We are all born with a certain temperament. How these features interact with our caregiver’s temperament plus their learned characteristics, determines our emotional and behavioural experiences and responses which becomes our dominant attachment style.
For example, a baby whose mother is secure, attentive and consistently interested and curious about them, is likely to develop a predominantly Secure Attachment Style. This means they are secure in this and future relationships with an internal model of the self as acceptable to others, they feel ok or good about who they are, and are likely to have largely positive experiences of relationships going forward.
Where the mother is sometimes anxious or depressed, and sometimes meets baby’s needs and sometimes doesn’t, the baby is likely to maximise signals of distress and proximity seeking, to make sure they are heard, developing an Anxious Attachment Style. These babies are likely to be more dependent on future partners and to fear abandonment or rejection.
Where the mother is always or mostly depressed, withdrawn or emotionally absent, the baby may struggle to gain her attention, always having to work hard to get it, even to the point of “bad behaviour”. Or always trying to be very good, never making mistakes. Some babies will eventually give up and turn away, becoming avoidant of the inevitable pain of failing to get their needs met. These babies are developing an Avoidant Attachment Style. This is likely to mean they may have relational difficulties in future as their internal model of the self might be that they are not worthy of being loved and having their needs met. When their partner gets too close they withdraw (feel undeserving).

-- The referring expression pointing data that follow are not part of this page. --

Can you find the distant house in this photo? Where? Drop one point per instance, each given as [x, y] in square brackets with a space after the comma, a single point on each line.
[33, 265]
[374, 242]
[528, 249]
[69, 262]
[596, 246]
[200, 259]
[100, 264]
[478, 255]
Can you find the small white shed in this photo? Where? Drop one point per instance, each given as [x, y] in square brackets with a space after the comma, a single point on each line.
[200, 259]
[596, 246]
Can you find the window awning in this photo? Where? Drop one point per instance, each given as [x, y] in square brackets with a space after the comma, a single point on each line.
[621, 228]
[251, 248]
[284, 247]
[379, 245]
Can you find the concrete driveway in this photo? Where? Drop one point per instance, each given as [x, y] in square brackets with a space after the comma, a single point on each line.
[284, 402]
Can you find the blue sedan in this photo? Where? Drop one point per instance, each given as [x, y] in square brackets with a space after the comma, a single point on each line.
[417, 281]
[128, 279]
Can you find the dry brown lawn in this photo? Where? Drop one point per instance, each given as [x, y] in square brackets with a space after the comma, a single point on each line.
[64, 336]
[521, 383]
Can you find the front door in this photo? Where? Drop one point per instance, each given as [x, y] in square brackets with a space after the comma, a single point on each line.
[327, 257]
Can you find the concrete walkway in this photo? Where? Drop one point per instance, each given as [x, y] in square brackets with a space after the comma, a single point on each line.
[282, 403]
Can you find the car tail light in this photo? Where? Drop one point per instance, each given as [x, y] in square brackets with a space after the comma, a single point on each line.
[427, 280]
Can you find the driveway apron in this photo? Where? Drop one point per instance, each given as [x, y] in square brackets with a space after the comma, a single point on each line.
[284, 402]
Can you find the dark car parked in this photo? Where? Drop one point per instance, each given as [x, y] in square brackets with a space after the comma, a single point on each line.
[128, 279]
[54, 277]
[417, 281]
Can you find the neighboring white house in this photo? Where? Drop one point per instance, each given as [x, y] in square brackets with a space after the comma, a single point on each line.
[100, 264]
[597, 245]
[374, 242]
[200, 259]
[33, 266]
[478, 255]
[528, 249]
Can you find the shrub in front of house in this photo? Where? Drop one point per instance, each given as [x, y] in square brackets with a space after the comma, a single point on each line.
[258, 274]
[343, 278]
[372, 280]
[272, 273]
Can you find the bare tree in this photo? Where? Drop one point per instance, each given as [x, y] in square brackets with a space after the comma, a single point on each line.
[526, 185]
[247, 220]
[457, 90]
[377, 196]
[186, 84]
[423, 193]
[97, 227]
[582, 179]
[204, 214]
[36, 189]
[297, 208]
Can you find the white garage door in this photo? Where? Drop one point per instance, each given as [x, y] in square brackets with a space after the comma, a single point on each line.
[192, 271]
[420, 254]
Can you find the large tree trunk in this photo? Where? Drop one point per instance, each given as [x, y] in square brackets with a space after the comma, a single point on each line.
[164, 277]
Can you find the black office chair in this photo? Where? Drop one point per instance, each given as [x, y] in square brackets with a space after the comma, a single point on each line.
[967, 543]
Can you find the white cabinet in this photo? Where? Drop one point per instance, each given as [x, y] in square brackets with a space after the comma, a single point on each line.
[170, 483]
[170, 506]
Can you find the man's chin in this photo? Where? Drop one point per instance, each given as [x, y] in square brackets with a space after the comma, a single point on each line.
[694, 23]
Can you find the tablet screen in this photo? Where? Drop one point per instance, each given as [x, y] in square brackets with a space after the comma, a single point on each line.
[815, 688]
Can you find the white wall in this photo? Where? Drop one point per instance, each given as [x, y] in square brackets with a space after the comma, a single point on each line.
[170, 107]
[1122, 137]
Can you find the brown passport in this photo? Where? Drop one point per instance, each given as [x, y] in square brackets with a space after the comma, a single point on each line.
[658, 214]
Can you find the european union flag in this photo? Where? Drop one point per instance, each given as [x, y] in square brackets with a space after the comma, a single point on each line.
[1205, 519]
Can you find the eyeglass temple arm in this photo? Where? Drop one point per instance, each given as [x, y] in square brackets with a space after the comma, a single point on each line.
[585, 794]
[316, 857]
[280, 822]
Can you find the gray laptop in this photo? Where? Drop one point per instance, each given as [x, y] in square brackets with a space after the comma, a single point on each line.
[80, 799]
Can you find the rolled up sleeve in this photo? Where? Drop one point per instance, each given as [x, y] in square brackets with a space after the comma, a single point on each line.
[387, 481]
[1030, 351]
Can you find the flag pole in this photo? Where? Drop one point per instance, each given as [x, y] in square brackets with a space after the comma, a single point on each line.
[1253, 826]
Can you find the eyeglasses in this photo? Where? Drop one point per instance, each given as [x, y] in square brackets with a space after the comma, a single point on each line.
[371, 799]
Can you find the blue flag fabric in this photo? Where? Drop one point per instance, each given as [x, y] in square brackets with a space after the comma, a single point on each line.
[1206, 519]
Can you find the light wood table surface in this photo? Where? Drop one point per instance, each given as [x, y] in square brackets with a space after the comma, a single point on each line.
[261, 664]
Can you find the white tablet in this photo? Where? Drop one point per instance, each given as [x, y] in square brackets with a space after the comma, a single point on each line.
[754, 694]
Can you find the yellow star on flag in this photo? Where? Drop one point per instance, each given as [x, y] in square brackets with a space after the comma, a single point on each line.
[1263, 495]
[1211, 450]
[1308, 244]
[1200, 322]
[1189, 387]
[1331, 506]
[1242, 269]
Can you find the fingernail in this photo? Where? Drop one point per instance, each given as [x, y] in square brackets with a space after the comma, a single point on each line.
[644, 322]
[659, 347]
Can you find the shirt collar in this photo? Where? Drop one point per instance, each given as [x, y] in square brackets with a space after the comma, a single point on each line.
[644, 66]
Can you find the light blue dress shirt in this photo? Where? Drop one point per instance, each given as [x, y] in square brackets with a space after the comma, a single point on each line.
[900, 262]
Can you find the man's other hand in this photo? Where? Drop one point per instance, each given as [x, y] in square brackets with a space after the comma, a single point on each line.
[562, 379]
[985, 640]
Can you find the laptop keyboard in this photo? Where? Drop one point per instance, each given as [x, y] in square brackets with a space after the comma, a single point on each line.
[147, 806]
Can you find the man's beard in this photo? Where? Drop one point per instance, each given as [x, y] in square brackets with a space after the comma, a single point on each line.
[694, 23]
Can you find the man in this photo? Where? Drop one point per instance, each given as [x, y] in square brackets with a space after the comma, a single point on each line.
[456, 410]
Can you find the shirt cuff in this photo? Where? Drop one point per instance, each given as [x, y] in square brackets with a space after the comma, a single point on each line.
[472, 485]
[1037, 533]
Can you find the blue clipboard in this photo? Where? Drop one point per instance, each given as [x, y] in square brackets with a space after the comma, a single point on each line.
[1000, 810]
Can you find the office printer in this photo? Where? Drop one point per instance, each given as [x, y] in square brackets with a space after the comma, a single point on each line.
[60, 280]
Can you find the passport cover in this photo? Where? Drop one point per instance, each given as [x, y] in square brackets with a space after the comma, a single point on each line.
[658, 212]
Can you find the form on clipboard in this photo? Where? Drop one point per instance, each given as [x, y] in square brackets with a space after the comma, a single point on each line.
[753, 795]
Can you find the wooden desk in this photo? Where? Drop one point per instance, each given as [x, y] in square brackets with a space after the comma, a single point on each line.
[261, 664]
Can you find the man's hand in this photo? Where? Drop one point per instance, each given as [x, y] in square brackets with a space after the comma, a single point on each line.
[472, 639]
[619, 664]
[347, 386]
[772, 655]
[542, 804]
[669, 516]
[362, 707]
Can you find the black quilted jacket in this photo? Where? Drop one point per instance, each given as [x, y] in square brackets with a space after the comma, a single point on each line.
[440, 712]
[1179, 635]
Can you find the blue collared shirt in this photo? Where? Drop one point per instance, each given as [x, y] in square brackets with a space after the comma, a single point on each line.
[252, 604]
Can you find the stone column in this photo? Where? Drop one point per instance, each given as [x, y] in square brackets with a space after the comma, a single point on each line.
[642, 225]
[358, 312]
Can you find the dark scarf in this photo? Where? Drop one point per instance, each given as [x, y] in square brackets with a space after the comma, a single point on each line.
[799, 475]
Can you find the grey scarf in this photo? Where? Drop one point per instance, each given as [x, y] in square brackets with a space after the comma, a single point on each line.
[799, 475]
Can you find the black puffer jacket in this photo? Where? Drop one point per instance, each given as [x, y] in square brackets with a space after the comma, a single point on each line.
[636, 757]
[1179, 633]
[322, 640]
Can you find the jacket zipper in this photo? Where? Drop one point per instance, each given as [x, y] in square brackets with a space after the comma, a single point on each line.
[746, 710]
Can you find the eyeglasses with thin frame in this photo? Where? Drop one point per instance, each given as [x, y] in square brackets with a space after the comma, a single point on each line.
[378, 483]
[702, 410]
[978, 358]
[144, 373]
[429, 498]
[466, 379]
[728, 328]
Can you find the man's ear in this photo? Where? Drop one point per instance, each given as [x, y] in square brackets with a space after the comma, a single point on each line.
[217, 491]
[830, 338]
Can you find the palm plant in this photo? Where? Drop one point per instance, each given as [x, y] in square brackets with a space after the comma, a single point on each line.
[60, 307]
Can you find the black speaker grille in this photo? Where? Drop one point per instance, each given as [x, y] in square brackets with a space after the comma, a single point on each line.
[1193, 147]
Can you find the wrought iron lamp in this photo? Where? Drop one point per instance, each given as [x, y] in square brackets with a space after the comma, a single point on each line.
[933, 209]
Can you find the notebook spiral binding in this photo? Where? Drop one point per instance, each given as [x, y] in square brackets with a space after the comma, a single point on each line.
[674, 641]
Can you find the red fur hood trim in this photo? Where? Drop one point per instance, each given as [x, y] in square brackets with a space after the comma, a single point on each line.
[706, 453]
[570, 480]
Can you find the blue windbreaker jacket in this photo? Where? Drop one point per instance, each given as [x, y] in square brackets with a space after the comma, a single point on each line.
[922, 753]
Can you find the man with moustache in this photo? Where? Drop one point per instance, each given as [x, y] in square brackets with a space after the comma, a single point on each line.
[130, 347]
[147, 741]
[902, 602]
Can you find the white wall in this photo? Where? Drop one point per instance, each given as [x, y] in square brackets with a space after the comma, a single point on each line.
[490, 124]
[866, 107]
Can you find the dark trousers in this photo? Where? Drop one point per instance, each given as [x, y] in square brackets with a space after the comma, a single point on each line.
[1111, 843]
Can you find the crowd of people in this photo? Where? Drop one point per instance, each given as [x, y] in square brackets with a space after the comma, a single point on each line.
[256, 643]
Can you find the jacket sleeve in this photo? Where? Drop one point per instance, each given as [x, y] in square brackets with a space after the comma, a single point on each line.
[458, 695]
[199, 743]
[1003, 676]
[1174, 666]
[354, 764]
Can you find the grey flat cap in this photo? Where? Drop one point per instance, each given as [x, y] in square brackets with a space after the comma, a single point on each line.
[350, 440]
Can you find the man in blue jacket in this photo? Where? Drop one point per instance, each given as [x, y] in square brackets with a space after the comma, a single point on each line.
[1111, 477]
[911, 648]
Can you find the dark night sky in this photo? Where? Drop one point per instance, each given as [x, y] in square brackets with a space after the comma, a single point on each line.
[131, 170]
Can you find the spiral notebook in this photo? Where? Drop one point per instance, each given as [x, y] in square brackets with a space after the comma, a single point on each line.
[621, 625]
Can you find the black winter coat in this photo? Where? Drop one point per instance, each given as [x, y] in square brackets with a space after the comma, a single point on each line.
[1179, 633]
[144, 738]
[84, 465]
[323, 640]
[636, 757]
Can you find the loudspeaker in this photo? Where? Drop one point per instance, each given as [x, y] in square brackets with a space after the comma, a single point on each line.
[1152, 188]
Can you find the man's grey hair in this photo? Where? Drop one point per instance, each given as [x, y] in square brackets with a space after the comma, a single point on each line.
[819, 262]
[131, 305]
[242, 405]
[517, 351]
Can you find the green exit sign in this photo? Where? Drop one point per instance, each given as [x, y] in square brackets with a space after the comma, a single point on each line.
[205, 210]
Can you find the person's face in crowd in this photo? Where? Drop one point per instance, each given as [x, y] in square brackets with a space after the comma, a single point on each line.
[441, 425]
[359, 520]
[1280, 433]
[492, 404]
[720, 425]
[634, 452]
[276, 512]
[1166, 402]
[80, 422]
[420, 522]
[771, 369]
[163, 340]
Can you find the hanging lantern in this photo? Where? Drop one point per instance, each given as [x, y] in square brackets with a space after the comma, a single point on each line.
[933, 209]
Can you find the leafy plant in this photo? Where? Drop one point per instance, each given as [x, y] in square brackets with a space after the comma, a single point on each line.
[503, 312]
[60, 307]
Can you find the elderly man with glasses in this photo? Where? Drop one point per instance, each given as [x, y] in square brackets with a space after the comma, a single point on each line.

The fourth attachment style is called Disorganised. It develops when caregivers, our source of security, is also our source of fear. “I need this person to survive, but I am afraid of them”. These people find it very difficult to trust, constantly fearing rejection and abandonment, are likely to reject the other before they are rejected, and have the most severe problems with their mental health.
If you are familiar with Schema Therapy (see my Schema page), you will see that our early attachment experiences are involved in the development of our Schemas, especially in the domain of Rejection and Disconnection.
Schema Therapy can help anyone to Understand and accept the traumas of their childhood and learn to soothe and meet the needs of that child with their own Healthy Adult.